The mechanism of preventive and decontamination effectiveness of Diphoterine solution on CS exposure could be explained with its main physical and secondary chemical properties, namely, mechanical washing, dilution, hypertonicity, and amphoteric character. Spraying with Diphoterine solution mechanically washes CS from the skin and its hypertonicity osmotically prevents the penetration of CS into injured skin and eyes in contrast to hypotonic tap water. This wash-in effect has been demonstrated as it favors the diffusion of a part of the chemical agent, while water washes out and dilutes the chemical agent at the surface of the tissues. 22 In addition, amphoteric Diphoterine solution could stop the aggressiveness of acidotic 2-chlorobenzaldehyde released by CS hydrolysis and promote CS hydrolysis by increasing moisture pH. 18,23,24 Amphoteric Diphoterine solution could also limit the danger of hydrochloric acid probably synthesized from chlorine atoms released from CS at high temperatures during pyrotechnic methods. 4,5 Furthermore, amphoteric Diphoterine solution can encapsulate and chelate electrophiles, such as CS, malononitrile, and 2-chlorobenzaldehyde, with its multiple binding sites and further prevent their contact with skin and mucous membranes, which reduces its alkylating effects and interactions with mucocutaneous sensory nerve receptors TRPA1. 6,7
The advantages of Diphoterine solution with regard to other rinsing solutions are also nonirritating properties, no side effects, and general use since it can be used for cutaneous and ocular decontamination. In the present study, no police officer reported any ocular or cutaneous problem after using Diphoterine solution. Its use as an ocular decontaminant was studied by Merle et al. on 66 patients with alkali injuries presented to the Emergency Department. 14 The use of Diphoterine solution as a washing solution within the first step of the hospital protocol helps to significantly reduce reepithelialization time in grade 1 and 2 injury (Ropper-Hall’s classification of eye injuries) when compared with water washing followed by the same treatment. 14 The use of Diphoterine solution also significantly decreased complications such as corneal opacity. 14 A reported case of delayed use of Diphoterine solution on grade IV ocular burns resulted in no need for cornea graft and healing with classical topical and systemic treatment. 15 Interestingly, a recent in vivo study of rinsing with Diphoterine solution found it to be significantly more effective than saline solution in the treatment of mustard ocular injuries. 25
The main limitation of the presented study is the lack of a control group using water for cutaneous and ocular decontamination after CS exposure. As has already been presented, the police officers refused to use prepared 200 ml low-pressure container sprays filled with water for decontamination after CS exposure due to their previous bad experience with water rinsing. However, the police officers participating in this study, who experienced CS rinsing with water in the past, favored Diphoterine solution over water rinsing in their reports.
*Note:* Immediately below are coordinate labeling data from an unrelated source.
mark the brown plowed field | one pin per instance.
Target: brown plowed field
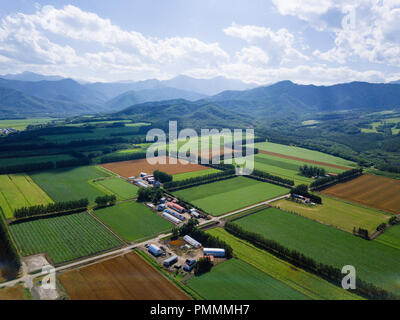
(373, 191)
(304, 160)
(135, 167)
(127, 277)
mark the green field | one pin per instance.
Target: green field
(18, 190)
(121, 188)
(70, 183)
(237, 280)
(63, 238)
(4, 162)
(21, 124)
(375, 263)
(390, 237)
(303, 153)
(337, 213)
(308, 284)
(228, 195)
(133, 220)
(194, 174)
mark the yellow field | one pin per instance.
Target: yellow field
(18, 190)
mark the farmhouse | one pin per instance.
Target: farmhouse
(176, 207)
(170, 261)
(191, 241)
(214, 252)
(154, 250)
(167, 216)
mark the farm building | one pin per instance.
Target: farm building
(214, 252)
(170, 218)
(176, 215)
(191, 241)
(154, 250)
(176, 207)
(194, 213)
(141, 184)
(170, 261)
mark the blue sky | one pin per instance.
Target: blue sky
(306, 41)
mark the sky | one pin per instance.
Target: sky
(256, 41)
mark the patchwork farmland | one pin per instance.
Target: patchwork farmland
(376, 263)
(135, 167)
(237, 280)
(18, 190)
(306, 283)
(370, 190)
(133, 220)
(70, 183)
(63, 238)
(340, 214)
(228, 195)
(127, 277)
(121, 188)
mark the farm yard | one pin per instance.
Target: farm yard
(340, 214)
(390, 237)
(121, 188)
(16, 292)
(135, 167)
(228, 195)
(237, 280)
(70, 183)
(375, 263)
(133, 220)
(302, 154)
(18, 190)
(127, 277)
(64, 237)
(306, 283)
(370, 190)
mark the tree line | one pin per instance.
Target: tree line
(341, 177)
(331, 273)
(310, 171)
(57, 207)
(302, 190)
(212, 177)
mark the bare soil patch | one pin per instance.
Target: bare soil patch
(370, 190)
(126, 277)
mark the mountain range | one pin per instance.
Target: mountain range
(188, 98)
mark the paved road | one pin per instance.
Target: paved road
(27, 278)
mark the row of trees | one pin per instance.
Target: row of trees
(341, 177)
(162, 176)
(150, 194)
(326, 271)
(302, 190)
(107, 200)
(310, 171)
(272, 178)
(57, 207)
(10, 252)
(174, 185)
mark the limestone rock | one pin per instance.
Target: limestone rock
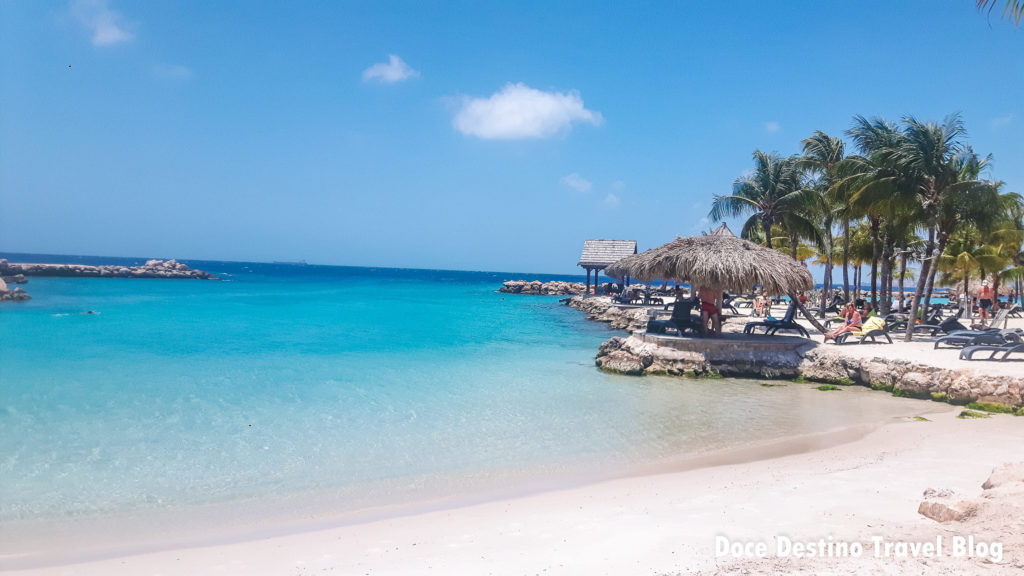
(943, 505)
(536, 287)
(609, 346)
(15, 295)
(1005, 476)
(624, 362)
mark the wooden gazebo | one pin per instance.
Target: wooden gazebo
(598, 254)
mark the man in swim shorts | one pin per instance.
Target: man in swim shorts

This agrees with the fact that CS dissolved in water intensifies irritation and worsens the symptoms, whereas washing with Diphoterine solution did not increase the CS effects. 6,20,23 Other limitations of this study are the relatively low number of included volunteers and measurement of qualitative symptoms. Nevertheless, this study might stimulate further similar studies including a larger number of volunteers or victims of real riots. In addition, in future experimental studies should be performed to demonstrate the key parameters of the decontamination mechanism in CS exposure, since these could be useful also for the prehospital emergency care and decontamination at the Emergency Departments in case of CS exposures.
Conclusion
An aqueous, hypertonic, amphoteric, and chelating solution used prior to entering a riot reduces pain and recovery time after CS exposure. Moreover, in cases of CS exposures, decontamination with the aqueous, hypertonic, amphoteric, and chelating solution reduces facial pain.
Footnotes
Conflict of interest
The authors declared no conflicts of interest.
Funding
This research received no specific grant from any funding agency in the public, commercial or not-for-profit sectors.